Kubernetes PersistentVolumeClaims
Introduction
When deploying applications in Kubernetes, one of the key challenges is managing data that needs to persist beyond the lifecycle of a pod. Containers are ephemeral by nature - when a pod is deleted or recreated, any data stored within the container is lost. This is where PersistentVolumeClaims (PVCs) come into play.
PersistentVolumeClaims provide a way for users to "claim" durable storage resources without knowing the details of the underlying storage infrastructure. They serve as a request for storage by a user that can be fulfilled by a matching PersistentVolume (PV).
In this tutorial, we'll explore:
- What PersistentVolumeClaims are and why they're important
- How PVCs relate to PersistentVolumes
- How to create and use PVCs in your applications
- Common patterns and best practices
Understanding the Storage Hierarchy
Before diving into PVCs, let's understand how they fit into Kubernetes' storage model:
- Storage Provider: Physical storage (Cloud disks, NFS servers, etc.)

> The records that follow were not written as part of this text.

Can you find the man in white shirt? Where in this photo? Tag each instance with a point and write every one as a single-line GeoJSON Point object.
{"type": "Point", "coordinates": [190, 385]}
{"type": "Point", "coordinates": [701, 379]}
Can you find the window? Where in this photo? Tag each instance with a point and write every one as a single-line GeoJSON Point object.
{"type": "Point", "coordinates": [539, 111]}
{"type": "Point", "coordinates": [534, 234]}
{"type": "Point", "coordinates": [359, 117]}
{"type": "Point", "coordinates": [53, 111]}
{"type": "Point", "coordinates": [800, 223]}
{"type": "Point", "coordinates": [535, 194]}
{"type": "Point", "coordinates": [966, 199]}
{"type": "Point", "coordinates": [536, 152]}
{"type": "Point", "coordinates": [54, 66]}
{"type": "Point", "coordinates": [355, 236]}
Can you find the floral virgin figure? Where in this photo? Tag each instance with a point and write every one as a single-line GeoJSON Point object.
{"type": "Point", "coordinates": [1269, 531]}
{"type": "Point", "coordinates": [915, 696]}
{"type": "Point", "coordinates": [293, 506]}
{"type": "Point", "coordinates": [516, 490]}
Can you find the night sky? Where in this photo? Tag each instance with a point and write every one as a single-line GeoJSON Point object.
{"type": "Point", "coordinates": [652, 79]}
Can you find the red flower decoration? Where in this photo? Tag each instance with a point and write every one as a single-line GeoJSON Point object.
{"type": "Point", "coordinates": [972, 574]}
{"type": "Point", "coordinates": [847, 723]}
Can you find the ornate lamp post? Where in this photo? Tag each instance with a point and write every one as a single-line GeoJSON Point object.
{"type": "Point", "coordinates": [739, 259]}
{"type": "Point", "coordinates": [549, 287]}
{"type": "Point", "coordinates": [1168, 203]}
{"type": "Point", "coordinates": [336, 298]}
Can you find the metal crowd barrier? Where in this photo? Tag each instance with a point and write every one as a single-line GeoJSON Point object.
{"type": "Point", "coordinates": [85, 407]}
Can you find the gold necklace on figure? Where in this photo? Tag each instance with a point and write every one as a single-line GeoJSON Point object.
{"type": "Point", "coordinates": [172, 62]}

- PersistentVolume (PV): Represents a piece of storage in the cluster
- PersistentVolumeClaim (PVC): A request for storage by a user
- StorageClass: Enables dynamic provisioning of PVs
- Pod: Uses the PVC to access storage
What is a PersistentVolumeClaim?
A PersistentVolumeClaim is a request for storage by a user. It's similar to how a Pod requests CPU and memory resources. PVCs request specific size, access modes, and optionally storage classes.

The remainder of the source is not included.